Claude Code is Anthropic’s official CLI tool for interacting with Claude models directly from your terminal. By default, it connects to Anthropic’s API, but sometimes you may want to use a different LLM provider — for cost savings, privacy, or to experiment with alternative models.
In this guide, I’ll show how to redirect Claude Code requests through a LiteLLM proxy, allowing you to swap in any compatible model while keeping the Claude Code interface you’re familiar with.
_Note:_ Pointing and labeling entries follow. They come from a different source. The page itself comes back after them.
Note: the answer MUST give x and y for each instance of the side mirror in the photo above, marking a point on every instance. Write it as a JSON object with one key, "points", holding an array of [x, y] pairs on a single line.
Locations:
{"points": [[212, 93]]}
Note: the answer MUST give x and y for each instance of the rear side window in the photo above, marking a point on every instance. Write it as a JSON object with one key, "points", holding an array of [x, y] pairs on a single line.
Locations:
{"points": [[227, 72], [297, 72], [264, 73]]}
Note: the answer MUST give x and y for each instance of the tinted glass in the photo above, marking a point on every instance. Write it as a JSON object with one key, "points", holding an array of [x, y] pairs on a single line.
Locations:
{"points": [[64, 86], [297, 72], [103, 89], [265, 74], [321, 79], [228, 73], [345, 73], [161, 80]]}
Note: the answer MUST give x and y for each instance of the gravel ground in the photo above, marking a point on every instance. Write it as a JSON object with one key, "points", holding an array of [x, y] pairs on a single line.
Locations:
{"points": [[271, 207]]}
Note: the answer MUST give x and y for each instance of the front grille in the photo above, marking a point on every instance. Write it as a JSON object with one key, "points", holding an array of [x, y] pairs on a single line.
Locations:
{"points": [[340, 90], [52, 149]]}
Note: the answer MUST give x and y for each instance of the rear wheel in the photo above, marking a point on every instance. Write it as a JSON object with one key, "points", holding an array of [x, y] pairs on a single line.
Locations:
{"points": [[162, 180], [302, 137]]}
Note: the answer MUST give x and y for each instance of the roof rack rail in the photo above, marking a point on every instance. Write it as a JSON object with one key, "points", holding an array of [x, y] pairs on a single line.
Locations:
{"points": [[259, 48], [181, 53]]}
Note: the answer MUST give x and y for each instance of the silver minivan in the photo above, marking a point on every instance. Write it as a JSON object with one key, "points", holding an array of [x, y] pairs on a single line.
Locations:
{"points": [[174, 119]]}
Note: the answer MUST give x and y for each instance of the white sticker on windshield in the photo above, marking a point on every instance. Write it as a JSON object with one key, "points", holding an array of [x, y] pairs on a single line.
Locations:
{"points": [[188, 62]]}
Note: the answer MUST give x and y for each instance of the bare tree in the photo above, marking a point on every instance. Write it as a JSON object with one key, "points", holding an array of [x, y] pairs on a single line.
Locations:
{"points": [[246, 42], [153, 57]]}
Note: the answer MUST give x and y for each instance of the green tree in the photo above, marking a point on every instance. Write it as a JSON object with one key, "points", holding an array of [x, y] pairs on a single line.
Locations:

Why Use a Different Model?
There are several reasons you might want to route Claude Code through an alternative provider:
- Cost optimization — some providers offer competitive models at lower prices
- Regional availability — access models from providers available in your region
- Experimentation — test how different LLMs handle coding tasks within the Claude Code workflow
- Corporate restrictions — your organization may require using a specific API endpoint
Prerequisites
Before starting, make sure you have:
- Claude Code installed (
npm install -g @anthropic-ai/claude-code) - Python 3.8+ with pip
- LiteLLM installed (
pip install litellm) - An API key from your target LLM provider
- screen or tmux for running the proxy in the background (optional but recommended)
How It Works
The idea is simple: LiteLLM acts as a local proxy server that translates Anthropic API calls into the format required by your target provider. Claude Code thinks it’s talking to the Anthropic API, but the requests are actually routed to whichever model you configure.
Claude Code → LiteLLM Proxy (localhost:4000) → Target LLM Provider API
Step 0: Get an API Key from Cloud.ru
If you’re following this guide with Cloud.ru Foundation Models, you’ll need to create an API key first.
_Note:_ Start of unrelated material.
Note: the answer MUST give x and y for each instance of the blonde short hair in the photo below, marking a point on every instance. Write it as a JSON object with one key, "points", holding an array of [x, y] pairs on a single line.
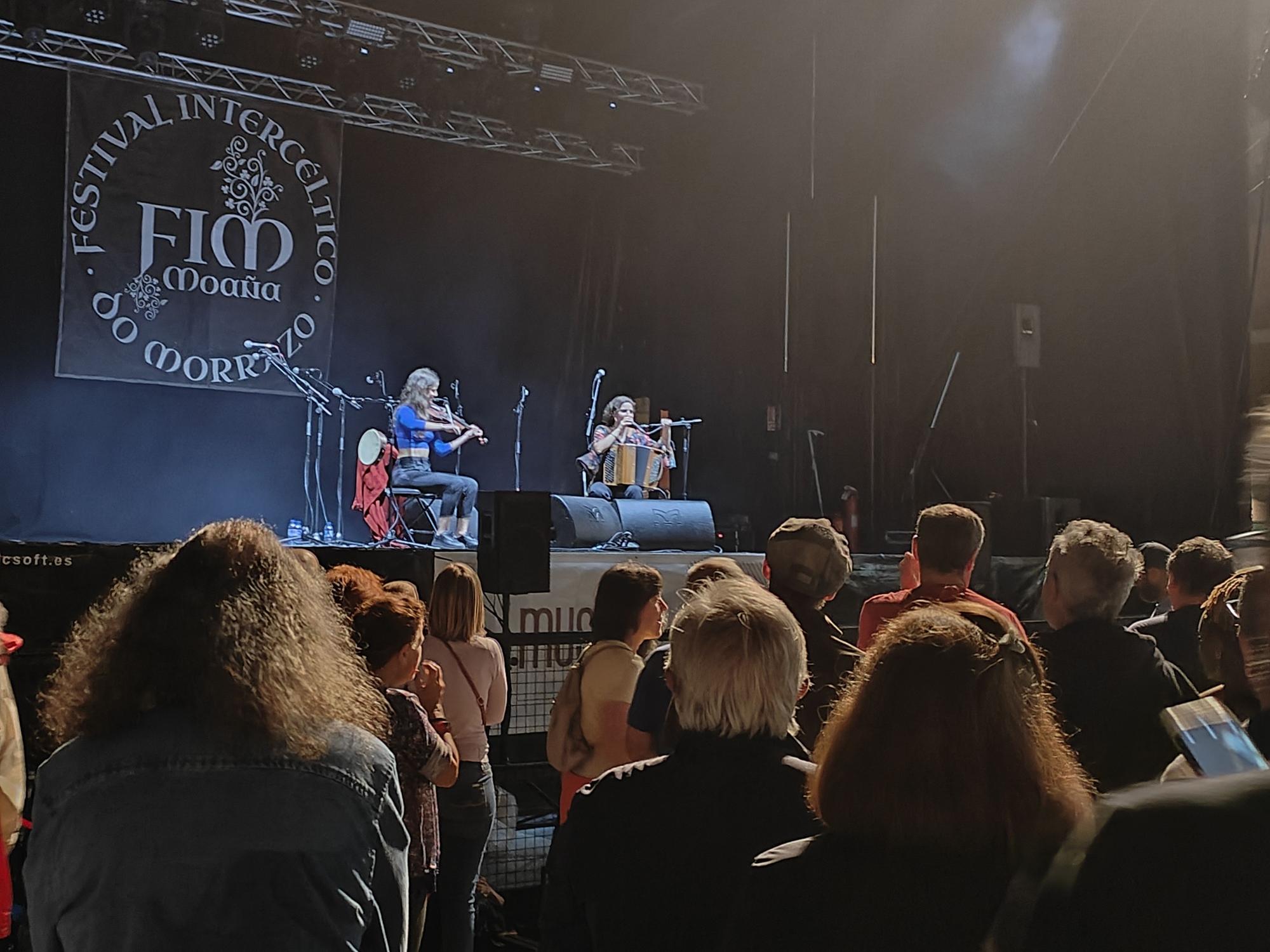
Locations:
{"points": [[458, 611], [739, 661], [1095, 567]]}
Register and access the console
- Go to cloud.ru and create an account (or log in if you already have one)
- Once inside the console, click the nine-dot menu icon in the upper left corner
- Confirm that Foundation Models appears under the AI Factory section
Create a Service Account
API keys in Cloud.ru are tied to service accounts, not to your personal account:
- Navigate to Users → Service Accounts
- Click “Create Account” in the upper right corner
- Enter a name (e.g.,
litellm-proxy) and an optional description - Assign the “Project Administrator” role
- Click “Create”
Generate an API Key
- Go back to Users → Service Accounts
- Click on the service account you just created
- In the “Access Credentials” section, click “Create API Key”
- Fill in the parameters:
- Services — select Foundation Models
- Validity Period — set between 1 day and 1 year (90 days is a good default)
- Click “Create”
Important: Save the Key Secret immediately — after closing the window, you won’t be able to retrieve it again. This is the value you’ll use as
OPENAI_API_KEYin the next step.
The created API key will appear in the list with an “Active” status. You’re ready to proceed.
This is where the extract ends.